In 1999, the steelworks was transferred for "one symbolic franc" (that
is, for nothing), to the Indian steel tycon Lakhsmi Mittal, whose
group absorbed in 2006 the group Arcelor (itself formed in 2002 as
the merger of Aceralia [Spain], Arbed [Luxembourg] and Usinor) to form
the ArcelorMittal group. "Acknowledging" the industrial potential of
Gandrange, Mittal promised he would keep the steelworks active.
"Accordingly", ArcelorMittal announced in January 2008 the shutdown of
On 4 February 2008, Nicolas Sarkozy, President of the French Republic, visited Gandrange and announced that "the State was prepared to invest as required" to maintain activity on the site and that he would "come back to announce the solution".
On 31 March 2009, the Gandrange steelworks was officially shut down; on 2 April 2009, at 14:00, the steelworks released the last of the 60 millions tons of steel produced over four decades.
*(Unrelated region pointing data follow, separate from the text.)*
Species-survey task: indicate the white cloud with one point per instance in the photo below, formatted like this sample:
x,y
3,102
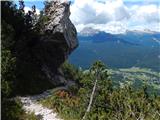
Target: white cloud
x,y
114,16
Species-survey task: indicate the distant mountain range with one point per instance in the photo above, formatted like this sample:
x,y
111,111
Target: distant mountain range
x,y
133,48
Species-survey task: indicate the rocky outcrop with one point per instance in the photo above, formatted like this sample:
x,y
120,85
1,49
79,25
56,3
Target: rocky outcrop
x,y
59,39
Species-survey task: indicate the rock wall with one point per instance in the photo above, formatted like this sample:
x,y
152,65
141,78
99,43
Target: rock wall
x,y
59,39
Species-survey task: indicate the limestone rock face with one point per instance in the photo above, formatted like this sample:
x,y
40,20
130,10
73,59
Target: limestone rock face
x,y
59,39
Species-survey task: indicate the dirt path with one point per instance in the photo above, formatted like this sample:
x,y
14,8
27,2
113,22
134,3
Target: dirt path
x,y
30,104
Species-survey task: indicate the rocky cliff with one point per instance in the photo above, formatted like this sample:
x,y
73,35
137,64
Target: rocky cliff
x,y
43,53
58,41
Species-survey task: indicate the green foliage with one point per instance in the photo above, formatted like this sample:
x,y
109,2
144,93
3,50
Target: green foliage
x,y
124,103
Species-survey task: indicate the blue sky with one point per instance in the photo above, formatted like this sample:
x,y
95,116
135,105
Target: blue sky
x,y
113,16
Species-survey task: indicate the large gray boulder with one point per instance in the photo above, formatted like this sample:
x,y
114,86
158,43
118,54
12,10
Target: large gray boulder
x,y
59,39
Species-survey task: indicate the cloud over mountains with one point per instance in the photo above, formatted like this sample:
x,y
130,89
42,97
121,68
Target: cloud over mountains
x,y
115,16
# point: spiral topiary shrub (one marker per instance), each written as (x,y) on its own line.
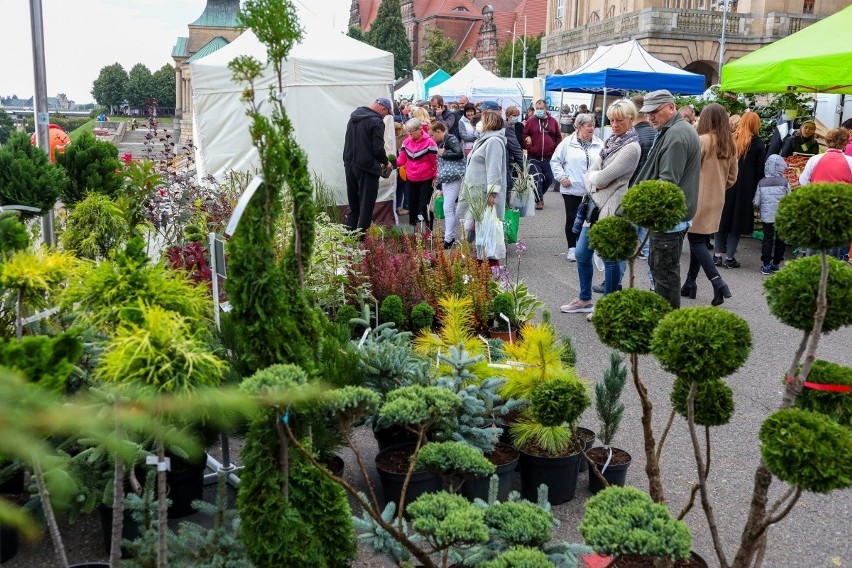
(624,520)
(714,401)
(392,310)
(626,320)
(520,557)
(807,449)
(701,343)
(792,291)
(614,238)
(816,216)
(422,317)
(835,405)
(654,204)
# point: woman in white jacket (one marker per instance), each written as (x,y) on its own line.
(570,162)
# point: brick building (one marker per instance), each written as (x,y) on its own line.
(685,33)
(478,26)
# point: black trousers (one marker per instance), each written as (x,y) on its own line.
(665,265)
(700,257)
(362,188)
(772,248)
(572,202)
(419,194)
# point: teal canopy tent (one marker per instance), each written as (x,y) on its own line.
(817,59)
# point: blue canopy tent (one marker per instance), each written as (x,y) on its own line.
(615,69)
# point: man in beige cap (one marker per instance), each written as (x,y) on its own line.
(674,157)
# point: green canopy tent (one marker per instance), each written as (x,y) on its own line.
(813,60)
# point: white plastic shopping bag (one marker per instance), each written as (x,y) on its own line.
(490,240)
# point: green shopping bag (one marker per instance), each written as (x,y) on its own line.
(439,207)
(511,220)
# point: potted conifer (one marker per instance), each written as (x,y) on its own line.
(612,463)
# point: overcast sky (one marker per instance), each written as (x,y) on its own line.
(84,36)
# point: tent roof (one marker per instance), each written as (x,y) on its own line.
(471,75)
(815,59)
(626,67)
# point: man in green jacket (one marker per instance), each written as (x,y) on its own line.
(674,157)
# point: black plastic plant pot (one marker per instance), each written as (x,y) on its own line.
(421,482)
(588,437)
(478,486)
(186,484)
(8,543)
(559,474)
(615,474)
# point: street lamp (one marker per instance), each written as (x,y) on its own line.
(726,5)
(524,44)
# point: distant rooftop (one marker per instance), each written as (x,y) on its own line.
(219,14)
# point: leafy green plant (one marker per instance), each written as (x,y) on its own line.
(626,320)
(816,216)
(392,310)
(607,398)
(624,520)
(807,449)
(835,405)
(95,227)
(614,238)
(719,343)
(504,303)
(654,204)
(90,165)
(714,401)
(792,291)
(26,175)
(422,317)
(454,462)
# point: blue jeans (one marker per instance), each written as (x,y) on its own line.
(613,271)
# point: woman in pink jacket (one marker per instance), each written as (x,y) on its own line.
(419,155)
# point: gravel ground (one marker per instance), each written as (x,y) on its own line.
(815,534)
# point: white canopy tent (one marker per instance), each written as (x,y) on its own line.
(327,74)
(478,84)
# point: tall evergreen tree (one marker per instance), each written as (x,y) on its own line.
(139,85)
(388,33)
(164,86)
(110,88)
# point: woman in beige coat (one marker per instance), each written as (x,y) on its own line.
(718,173)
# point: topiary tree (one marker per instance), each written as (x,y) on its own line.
(835,403)
(807,450)
(422,317)
(792,294)
(624,520)
(26,175)
(626,320)
(94,227)
(393,311)
(614,238)
(90,165)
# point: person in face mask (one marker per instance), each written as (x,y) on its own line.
(541,137)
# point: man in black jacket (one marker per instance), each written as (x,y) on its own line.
(364,160)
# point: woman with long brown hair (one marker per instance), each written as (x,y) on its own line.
(738,212)
(718,173)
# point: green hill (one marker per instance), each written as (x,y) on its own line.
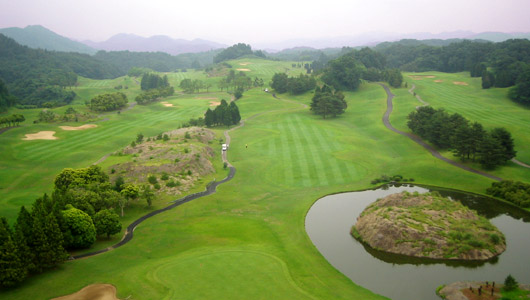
(38,37)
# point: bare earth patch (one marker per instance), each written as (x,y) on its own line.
(93,292)
(82,127)
(41,135)
(420,77)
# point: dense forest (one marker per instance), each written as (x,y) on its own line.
(81,208)
(469,141)
(40,78)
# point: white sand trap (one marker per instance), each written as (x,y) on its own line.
(82,127)
(93,292)
(42,135)
(207,98)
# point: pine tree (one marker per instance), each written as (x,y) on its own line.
(12,269)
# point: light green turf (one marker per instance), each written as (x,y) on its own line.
(248,240)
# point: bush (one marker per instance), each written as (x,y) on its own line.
(152,179)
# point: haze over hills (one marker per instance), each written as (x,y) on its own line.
(36,36)
(157,43)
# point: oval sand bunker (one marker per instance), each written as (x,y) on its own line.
(42,135)
(82,127)
(93,292)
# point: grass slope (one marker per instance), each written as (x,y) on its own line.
(248,240)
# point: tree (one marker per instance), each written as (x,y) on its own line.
(107,222)
(510,283)
(147,194)
(79,231)
(12,268)
(325,102)
(488,79)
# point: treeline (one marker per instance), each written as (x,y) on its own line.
(346,71)
(156,61)
(515,192)
(327,102)
(80,209)
(469,141)
(153,81)
(282,83)
(154,94)
(13,120)
(499,64)
(38,77)
(223,114)
(236,51)
(107,102)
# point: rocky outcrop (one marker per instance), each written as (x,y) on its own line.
(428,226)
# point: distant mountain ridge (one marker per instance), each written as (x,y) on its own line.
(157,43)
(38,37)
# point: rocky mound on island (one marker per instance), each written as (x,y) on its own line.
(429,226)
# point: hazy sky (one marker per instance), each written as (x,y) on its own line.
(249,21)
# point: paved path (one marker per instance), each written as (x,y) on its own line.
(419,141)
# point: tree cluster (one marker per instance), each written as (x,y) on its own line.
(192,86)
(469,141)
(515,192)
(108,102)
(6,100)
(36,76)
(327,102)
(282,83)
(12,120)
(154,94)
(233,52)
(153,81)
(223,114)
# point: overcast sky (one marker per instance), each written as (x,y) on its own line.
(252,21)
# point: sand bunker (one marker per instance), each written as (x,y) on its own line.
(82,127)
(207,98)
(420,77)
(42,135)
(92,292)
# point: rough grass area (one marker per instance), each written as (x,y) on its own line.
(430,226)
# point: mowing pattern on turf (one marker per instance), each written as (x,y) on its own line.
(305,154)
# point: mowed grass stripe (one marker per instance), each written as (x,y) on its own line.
(290,163)
(335,147)
(300,153)
(314,147)
(334,173)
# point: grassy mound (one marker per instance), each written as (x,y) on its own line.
(428,226)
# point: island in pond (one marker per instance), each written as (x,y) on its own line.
(429,226)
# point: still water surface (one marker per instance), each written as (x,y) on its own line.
(330,219)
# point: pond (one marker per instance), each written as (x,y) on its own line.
(330,219)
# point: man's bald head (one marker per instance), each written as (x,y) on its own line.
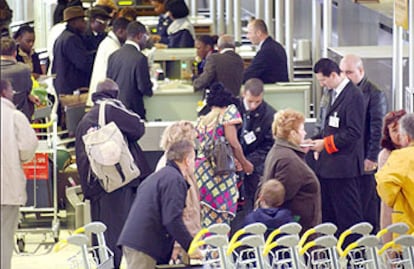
(226,41)
(351,65)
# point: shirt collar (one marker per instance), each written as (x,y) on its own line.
(225,50)
(130,42)
(261,44)
(341,86)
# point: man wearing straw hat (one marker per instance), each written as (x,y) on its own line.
(72,62)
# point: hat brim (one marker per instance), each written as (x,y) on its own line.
(77,17)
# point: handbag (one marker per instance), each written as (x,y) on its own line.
(220,155)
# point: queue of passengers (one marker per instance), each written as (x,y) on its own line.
(282,173)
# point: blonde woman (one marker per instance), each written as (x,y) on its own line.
(183,130)
(390,141)
(285,162)
(219,194)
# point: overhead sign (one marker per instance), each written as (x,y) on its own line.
(401,13)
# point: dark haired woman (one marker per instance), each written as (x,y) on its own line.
(25,37)
(390,140)
(219,194)
(181,32)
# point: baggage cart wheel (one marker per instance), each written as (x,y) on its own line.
(20,244)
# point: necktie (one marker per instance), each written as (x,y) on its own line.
(333,96)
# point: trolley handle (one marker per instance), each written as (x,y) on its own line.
(44,125)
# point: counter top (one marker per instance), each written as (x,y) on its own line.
(175,100)
(173,54)
(368,52)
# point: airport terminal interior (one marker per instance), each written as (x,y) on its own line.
(308,30)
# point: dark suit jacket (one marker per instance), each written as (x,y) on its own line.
(72,62)
(347,162)
(269,64)
(375,108)
(129,68)
(226,68)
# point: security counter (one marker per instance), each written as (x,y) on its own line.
(176,100)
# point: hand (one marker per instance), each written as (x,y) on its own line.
(155,38)
(369,165)
(306,145)
(318,145)
(160,46)
(34,99)
(238,165)
(197,255)
(176,253)
(248,167)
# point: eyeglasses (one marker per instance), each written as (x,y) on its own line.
(106,22)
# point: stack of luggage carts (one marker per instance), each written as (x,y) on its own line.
(316,248)
(97,257)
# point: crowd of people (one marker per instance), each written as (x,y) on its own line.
(356,166)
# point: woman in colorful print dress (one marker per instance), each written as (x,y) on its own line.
(219,194)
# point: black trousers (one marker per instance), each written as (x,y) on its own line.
(370,200)
(341,204)
(112,209)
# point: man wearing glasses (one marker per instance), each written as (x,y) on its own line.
(128,67)
(96,32)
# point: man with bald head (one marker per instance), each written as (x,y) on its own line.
(225,67)
(270,62)
(119,201)
(375,108)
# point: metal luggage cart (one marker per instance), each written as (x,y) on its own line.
(286,255)
(47,133)
(361,254)
(250,256)
(398,253)
(99,257)
(214,241)
(319,253)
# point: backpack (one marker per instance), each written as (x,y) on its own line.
(218,151)
(109,156)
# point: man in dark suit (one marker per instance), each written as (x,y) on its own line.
(128,67)
(339,146)
(270,62)
(256,139)
(225,67)
(375,105)
(72,61)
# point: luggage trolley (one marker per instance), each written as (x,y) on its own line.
(99,257)
(47,133)
(215,241)
(398,253)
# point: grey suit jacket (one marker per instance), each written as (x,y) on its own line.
(129,68)
(226,68)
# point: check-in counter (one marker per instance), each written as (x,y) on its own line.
(202,25)
(150,142)
(174,60)
(176,100)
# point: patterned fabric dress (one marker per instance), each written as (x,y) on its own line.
(218,194)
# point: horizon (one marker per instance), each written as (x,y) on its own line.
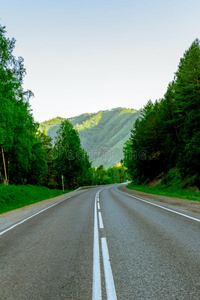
(89,113)
(87,55)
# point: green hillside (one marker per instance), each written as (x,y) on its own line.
(102,134)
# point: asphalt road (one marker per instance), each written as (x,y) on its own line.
(100,244)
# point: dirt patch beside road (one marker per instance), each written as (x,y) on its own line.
(182,205)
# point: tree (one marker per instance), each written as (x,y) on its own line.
(71,160)
(18,131)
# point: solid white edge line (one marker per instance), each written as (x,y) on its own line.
(39,212)
(110,286)
(168,209)
(96,290)
(100,221)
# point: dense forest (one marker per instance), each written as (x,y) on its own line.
(102,134)
(28,156)
(165,140)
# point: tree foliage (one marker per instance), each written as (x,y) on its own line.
(71,160)
(18,131)
(167,133)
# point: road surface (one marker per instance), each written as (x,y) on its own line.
(100,243)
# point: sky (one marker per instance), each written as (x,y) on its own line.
(82,56)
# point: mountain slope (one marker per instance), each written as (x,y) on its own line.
(102,134)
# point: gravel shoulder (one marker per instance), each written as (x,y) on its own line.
(181,205)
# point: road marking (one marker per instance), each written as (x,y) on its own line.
(110,286)
(168,209)
(39,212)
(96,292)
(100,221)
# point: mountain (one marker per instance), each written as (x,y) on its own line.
(102,134)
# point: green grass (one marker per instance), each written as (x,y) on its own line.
(182,193)
(12,197)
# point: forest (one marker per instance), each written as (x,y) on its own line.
(165,139)
(27,155)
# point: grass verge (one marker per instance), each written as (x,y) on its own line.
(188,194)
(12,197)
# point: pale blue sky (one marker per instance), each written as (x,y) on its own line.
(89,55)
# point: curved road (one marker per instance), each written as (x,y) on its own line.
(100,244)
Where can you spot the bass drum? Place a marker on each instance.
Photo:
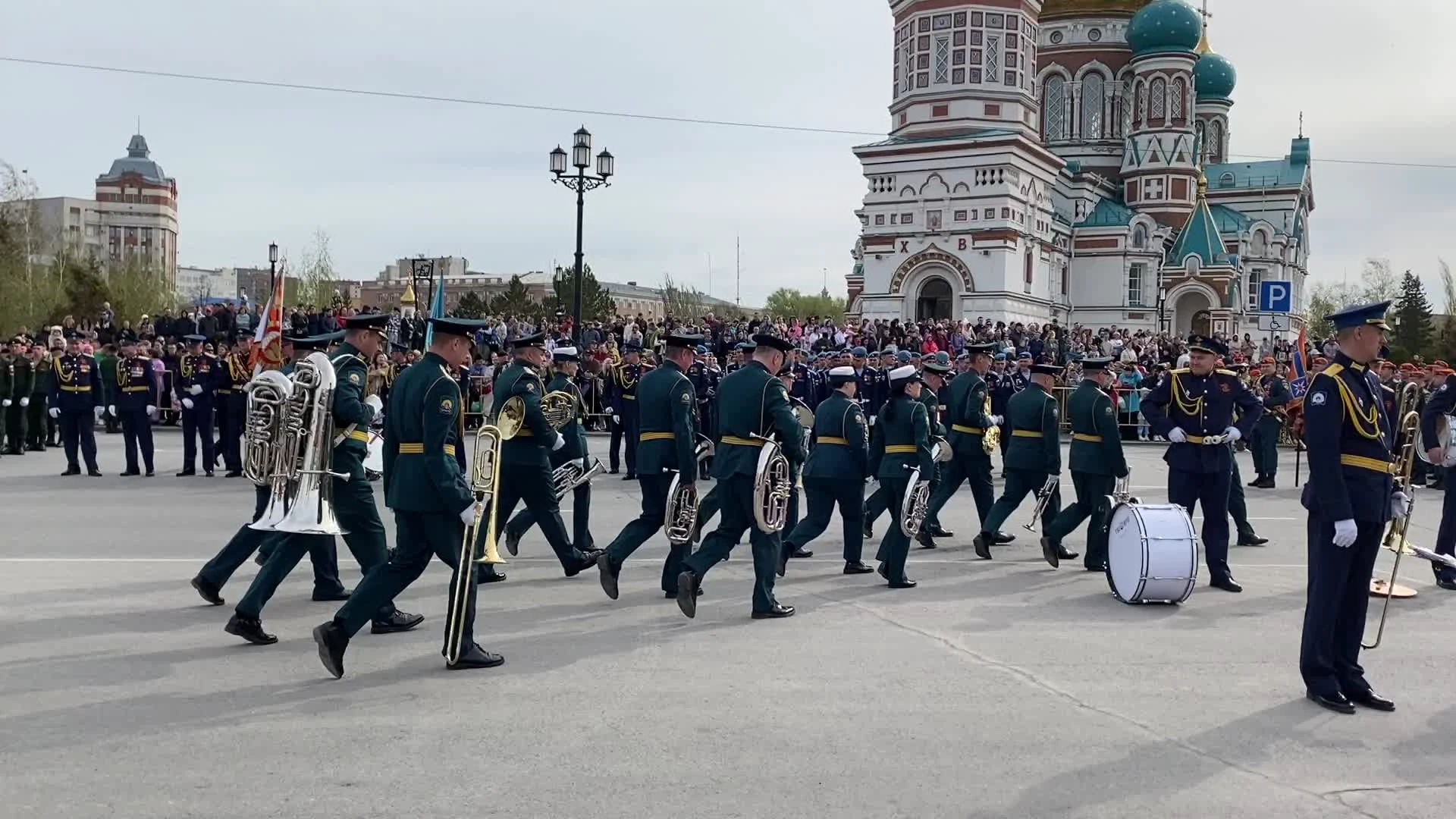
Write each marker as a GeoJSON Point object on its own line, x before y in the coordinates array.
{"type": "Point", "coordinates": [375, 461]}
{"type": "Point", "coordinates": [1152, 554]}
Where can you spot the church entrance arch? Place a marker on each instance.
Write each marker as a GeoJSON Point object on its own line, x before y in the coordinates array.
{"type": "Point", "coordinates": [934, 300]}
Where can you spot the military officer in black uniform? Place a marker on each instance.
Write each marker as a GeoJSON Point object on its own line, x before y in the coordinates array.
{"type": "Point", "coordinates": [197, 379]}
{"type": "Point", "coordinates": [353, 496]}
{"type": "Point", "coordinates": [1350, 497]}
{"type": "Point", "coordinates": [1097, 463]}
{"type": "Point", "coordinates": [752, 403]}
{"type": "Point", "coordinates": [76, 404]}
{"type": "Point", "coordinates": [1033, 457]}
{"type": "Point", "coordinates": [667, 442]}
{"type": "Point", "coordinates": [836, 474]}
{"type": "Point", "coordinates": [1201, 411]}
{"type": "Point", "coordinates": [428, 493]}
{"type": "Point", "coordinates": [136, 404]}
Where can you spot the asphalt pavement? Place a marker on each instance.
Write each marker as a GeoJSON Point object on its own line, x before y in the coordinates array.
{"type": "Point", "coordinates": [995, 689]}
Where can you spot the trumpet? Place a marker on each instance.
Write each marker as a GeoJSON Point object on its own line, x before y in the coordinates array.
{"type": "Point", "coordinates": [1043, 499]}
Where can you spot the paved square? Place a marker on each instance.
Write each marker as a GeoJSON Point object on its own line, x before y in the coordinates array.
{"type": "Point", "coordinates": [993, 689]}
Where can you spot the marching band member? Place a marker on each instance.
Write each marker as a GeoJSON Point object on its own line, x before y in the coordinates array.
{"type": "Point", "coordinates": [1264, 447]}
{"type": "Point", "coordinates": [1097, 463]}
{"type": "Point", "coordinates": [1442, 403]}
{"type": "Point", "coordinates": [1187, 407]}
{"type": "Point", "coordinates": [666, 447]}
{"type": "Point", "coordinates": [428, 491]}
{"type": "Point", "coordinates": [565, 360]}
{"type": "Point", "coordinates": [353, 496]}
{"type": "Point", "coordinates": [1033, 457]}
{"type": "Point", "coordinates": [136, 404]}
{"type": "Point", "coordinates": [197, 379]}
{"type": "Point", "coordinates": [1350, 497]}
{"type": "Point", "coordinates": [900, 442]}
{"type": "Point", "coordinates": [835, 474]}
{"type": "Point", "coordinates": [750, 403]}
{"type": "Point", "coordinates": [526, 472]}
{"type": "Point", "coordinates": [76, 404]}
{"type": "Point", "coordinates": [967, 422]}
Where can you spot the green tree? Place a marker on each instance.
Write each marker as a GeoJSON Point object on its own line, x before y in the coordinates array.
{"type": "Point", "coordinates": [786, 302]}
{"type": "Point", "coordinates": [1413, 319]}
{"type": "Point", "coordinates": [516, 300]}
{"type": "Point", "coordinates": [472, 306]}
{"type": "Point", "coordinates": [682, 302]}
{"type": "Point", "coordinates": [596, 302]}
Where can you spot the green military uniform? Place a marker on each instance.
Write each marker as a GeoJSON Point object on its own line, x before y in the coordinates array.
{"type": "Point", "coordinates": [752, 403]}
{"type": "Point", "coordinates": [526, 472]}
{"type": "Point", "coordinates": [576, 449]}
{"type": "Point", "coordinates": [1033, 455]}
{"type": "Point", "coordinates": [430, 496]}
{"type": "Point", "coordinates": [899, 445]}
{"type": "Point", "coordinates": [1097, 461]}
{"type": "Point", "coordinates": [967, 423]}
{"type": "Point", "coordinates": [353, 500]}
{"type": "Point", "coordinates": [666, 447]}
{"type": "Point", "coordinates": [835, 474]}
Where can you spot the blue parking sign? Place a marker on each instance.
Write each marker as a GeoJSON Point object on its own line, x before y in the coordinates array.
{"type": "Point", "coordinates": [1276, 297]}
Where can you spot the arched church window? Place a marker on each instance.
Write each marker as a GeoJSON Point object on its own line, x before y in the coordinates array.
{"type": "Point", "coordinates": [1053, 110]}
{"type": "Point", "coordinates": [1092, 107]}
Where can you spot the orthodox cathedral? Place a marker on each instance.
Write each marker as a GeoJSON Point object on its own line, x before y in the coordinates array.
{"type": "Point", "coordinates": [1069, 159]}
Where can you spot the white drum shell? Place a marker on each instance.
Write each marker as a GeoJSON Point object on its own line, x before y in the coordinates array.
{"type": "Point", "coordinates": [1152, 554]}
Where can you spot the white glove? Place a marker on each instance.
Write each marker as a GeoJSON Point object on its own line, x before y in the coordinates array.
{"type": "Point", "coordinates": [1400, 504]}
{"type": "Point", "coordinates": [1346, 534]}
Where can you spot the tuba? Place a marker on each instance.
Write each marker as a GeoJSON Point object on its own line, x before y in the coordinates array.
{"type": "Point", "coordinates": [262, 428]}
{"type": "Point", "coordinates": [308, 450]}
{"type": "Point", "coordinates": [682, 499]}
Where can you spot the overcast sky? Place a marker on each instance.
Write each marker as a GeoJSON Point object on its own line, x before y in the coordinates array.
{"type": "Point", "coordinates": [391, 177]}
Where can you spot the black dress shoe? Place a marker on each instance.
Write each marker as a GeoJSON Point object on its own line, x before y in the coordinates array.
{"type": "Point", "coordinates": [1335, 703]}
{"type": "Point", "coordinates": [249, 630]}
{"type": "Point", "coordinates": [207, 591]}
{"type": "Point", "coordinates": [1370, 700]}
{"type": "Point", "coordinates": [332, 642]}
{"type": "Point", "coordinates": [395, 623]}
{"type": "Point", "coordinates": [688, 594]}
{"type": "Point", "coordinates": [1226, 583]}
{"type": "Point", "coordinates": [609, 576]}
{"type": "Point", "coordinates": [1050, 553]}
{"type": "Point", "coordinates": [778, 611]}
{"type": "Point", "coordinates": [475, 657]}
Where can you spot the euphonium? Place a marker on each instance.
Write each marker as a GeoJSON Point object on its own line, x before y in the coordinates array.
{"type": "Point", "coordinates": [312, 507]}
{"type": "Point", "coordinates": [682, 499]}
{"type": "Point", "coordinates": [262, 428]}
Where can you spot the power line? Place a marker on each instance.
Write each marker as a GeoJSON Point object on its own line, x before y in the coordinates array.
{"type": "Point", "coordinates": [564, 110]}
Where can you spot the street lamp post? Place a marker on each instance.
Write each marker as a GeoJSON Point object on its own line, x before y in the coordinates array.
{"type": "Point", "coordinates": [582, 183]}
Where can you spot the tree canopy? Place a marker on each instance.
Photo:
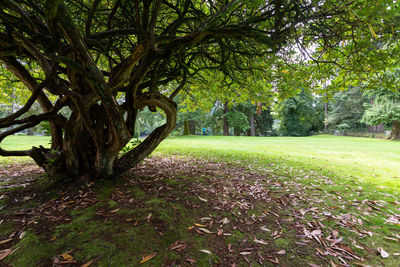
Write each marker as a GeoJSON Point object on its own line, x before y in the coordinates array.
{"type": "Point", "coordinates": [105, 60]}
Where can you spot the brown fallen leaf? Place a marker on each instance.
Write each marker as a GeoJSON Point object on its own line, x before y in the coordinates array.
{"type": "Point", "coordinates": [5, 254]}
{"type": "Point", "coordinates": [87, 263]}
{"type": "Point", "coordinates": [205, 230]}
{"type": "Point", "coordinates": [192, 261]}
{"type": "Point", "coordinates": [148, 257]}
{"type": "Point", "coordinates": [6, 241]}
{"type": "Point", "coordinates": [360, 264]}
{"type": "Point", "coordinates": [206, 251]}
{"type": "Point", "coordinates": [220, 232]}
{"type": "Point", "coordinates": [202, 199]}
{"type": "Point", "coordinates": [383, 253]}
{"type": "Point", "coordinates": [260, 241]}
{"type": "Point", "coordinates": [281, 252]}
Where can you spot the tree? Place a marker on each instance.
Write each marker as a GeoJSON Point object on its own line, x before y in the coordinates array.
{"type": "Point", "coordinates": [347, 108]}
{"type": "Point", "coordinates": [298, 116]}
{"type": "Point", "coordinates": [104, 61]}
{"type": "Point", "coordinates": [385, 108]}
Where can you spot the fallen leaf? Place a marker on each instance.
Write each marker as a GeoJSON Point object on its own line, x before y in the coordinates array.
{"type": "Point", "coordinates": [224, 221]}
{"type": "Point", "coordinates": [265, 229]}
{"type": "Point", "coordinates": [67, 257]}
{"type": "Point", "coordinates": [202, 199]}
{"type": "Point", "coordinates": [22, 234]}
{"type": "Point", "coordinates": [205, 230]}
{"type": "Point", "coordinates": [6, 241]}
{"type": "Point", "coordinates": [360, 264]}
{"type": "Point", "coordinates": [148, 257]}
{"type": "Point", "coordinates": [114, 211]}
{"type": "Point", "coordinates": [87, 263]}
{"type": "Point", "coordinates": [192, 261]}
{"type": "Point", "coordinates": [383, 253]}
{"type": "Point", "coordinates": [260, 241]}
{"type": "Point", "coordinates": [5, 254]}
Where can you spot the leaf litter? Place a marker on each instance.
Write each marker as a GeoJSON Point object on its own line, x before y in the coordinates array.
{"type": "Point", "coordinates": [291, 211]}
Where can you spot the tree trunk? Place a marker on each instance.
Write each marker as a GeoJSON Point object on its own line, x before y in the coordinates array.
{"type": "Point", "coordinates": [326, 116]}
{"type": "Point", "coordinates": [226, 126]}
{"type": "Point", "coordinates": [82, 155]}
{"type": "Point", "coordinates": [395, 133]}
{"type": "Point", "coordinates": [252, 125]}
{"type": "Point", "coordinates": [186, 128]}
Nicolas Sarkozy came back to Gandrange, by surprise [to prevent demonstrations], on 15 October 2009, to meet the board of the company and the workers' unions at the town hall of Gandrange.
Ivan Sache, 12 December 2009
The surprise visit of Nicolas Sarkozy (some journalists have claimed that the local authorities were warned of the visit only 20 minutes in advance) in Gandrange on 2 April 2009 has been immortalized in a video capture made by the PR department of the Presidency of the Republic. The first images of the clip show the facade of the town hall of Gandrange, decorated with four flags, from the viewer's right to left, European Union, France, Lorraine, and, most probably, Gandrange - a white flag with a blue coat of arms in the middle.
The coat of arms of Gandrange is presented on the municipal website as
Au premier parti d'azur au massacre de cerf croisé d'or, au second
aussi d'azur semé de fleurs de lys d'or, à la crosse d'argent brochant
sur le tout ("Per pale, 1. Azure a stag's attires bearing a cross all
or, 2. Azure semy with fleurs-de-lis or a crozier argent all over").
There is no explanation given, but we can guess that the left part of the coat of arms recalls the monks from the St. Hubert abbey. The crozier on the right part of the shield must recall the abbey of Justemont, while the fleurs-de-lis might recall the late incorporation of the region ot the Kingdom of France.